18 Section 28(3) of the Act.

  1. In respect of Mr Davies did the assault and/or the care afforded to him thereafter cause or contribute to his death.

  2. What conditions were specified in the licences issued to each of the premises – ss.7, 8, 9, Liquor Licensing Act 1990.

  3. Whether the service of alcohol to Mr Xu and Mr Davies was in accord with the Liquor Licensing Act 1990 and any conditions specified in the licence of the premises concerned.

  4. Whether (and if so what) recommendations should be made, with a view to preventing further deaths in like circumstances, as to conditions that ought to be generically specified in out of hours permits issued pursuant to s12 of the Liquor Licensing Act 1990.

  5. (a) Whether procedures in place at Observatory Bar on 9 February 2020 to ensure compliance with conditions specified in its out of hours permit were inadequate, or were not followed, resulting in non-compliance that caused or contributed to Mr Davies death.

(b) Whether procedures in place at Observatory Bar on 9 February 2020 to ensure compliance with relevant provisions in Division 5 of Part 2 of the Liquor Licensing Act 1990 were inadequate, or were not followed, resulting in noncompliance that caused or contributed to Mr Davies’ death.

(c) Whether any failure on the part of any Police officer or of any authorised officer under s209 of the Liquor Licensing Act 1990 to take steps to enforce compliance by the licensee of Observatory Bar on 9 February 2020 with conditions specified in its out of hours permit, or with relevant provisions in Division 5 of Part 2 of the Liquor Licensing Act 1990, resulted in noncompliance that caused or contributed to Mr Davies’ death.

(d) Whether procedures in place at Evolve Spirits Bar at MACq01 Hotel on 7 November 2019 to ensure compliance with conditions specified in its out of hours permit were inadequate, or were not followed, resulting in noncompliance that caused or contributed to Dr Xu’s death.

(e) Whether procedures in place at Evolve Spirits Bar at MACq01 Hotel on 7 November 2019 to ensure compliance with relevant provisions in Division 5 of Part 2 of the Liquor Licensing Act 1990 were inadequate, or were not followed, resulting in non-compliance that caused or contributed to Dr Xu’s death.

(f) Whether any failure on the part of any Police officer or any authorised officer under s209 of the Liquor Licensing Act 1990 to take steps to enforce compliance by the licensee of Evolve Spirits Bar at MACq01 Hotel on 7 November 2019 with conditions specified in its out of hours permit, or with relevant provisions in Division 5 of Part 2 of the Liquor Licensing Act 1990, resulted in non-compliance that caused or contributed to Dr Xu’s death.
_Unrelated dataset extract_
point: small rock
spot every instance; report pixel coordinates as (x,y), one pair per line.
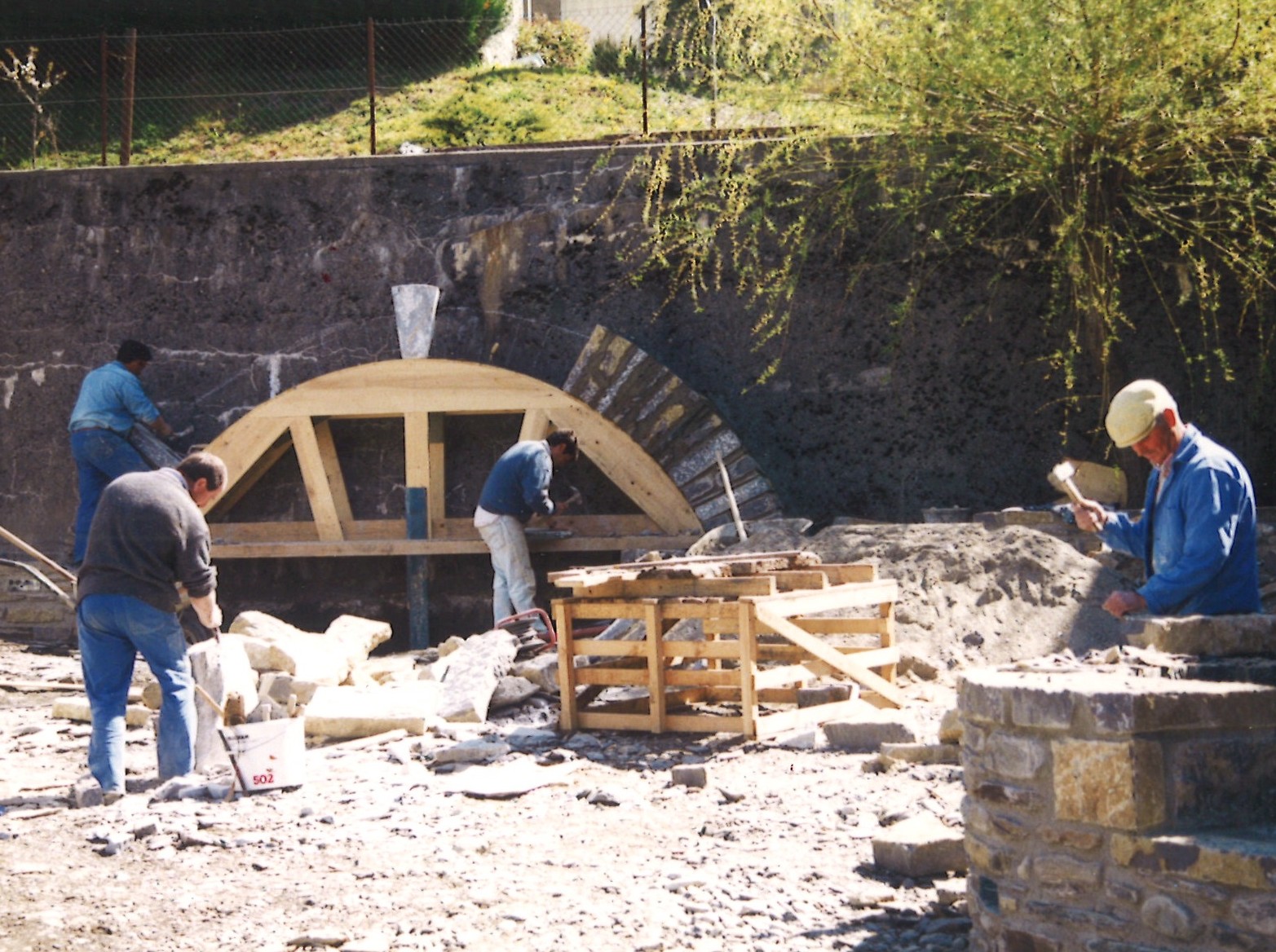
(689,775)
(603,798)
(g) Whether procedures in place at Mobius Lounge Bar on 7 November 2019 to ensure compliance with conditions specified in its out of hours permit were

inadequate, or were not followed, resulting in non-compliance that caused or contributed to Dr Xu’s death.

(h) Whether procedures in place at Mobius Lounge Bar on 7 November 2019 to ensure compliance with relevant provisions in Division 5 of Part 2 of the Liquor Licensing Act 1990 were inadequate, or were not followed, resulting in non-compliance that caused or contributed to Dr Xu’s death.

(i) Whether any failure on the part of any Police officer or any authorised officer under s209 of the Liquor Licensing Act 1990 to take steps to enforce compliance by the licensee of Mobius Lounge Bar with conditions specified in its out of hours permit, or with relevant provisions in Division 5 of Part 2 of the Liquor Licensing Act 1990, resulted in non-compliance that caused or contributed to Dr Xu’s death.

  1. Whether recommendations should be made as to procedures to ensure compliance with the Liquor Licensing Act 1990 and conditions specified in the licences.

  2. The safety features of the Hobart waterfront and the extent to which the layout of the Hobart waterfront ought be characterised as causing or as a cause of the death of either Dr Xu or Mr Davies.

  3. Whether recommendations should be made for improvement of safety features of the Hobart waterfront.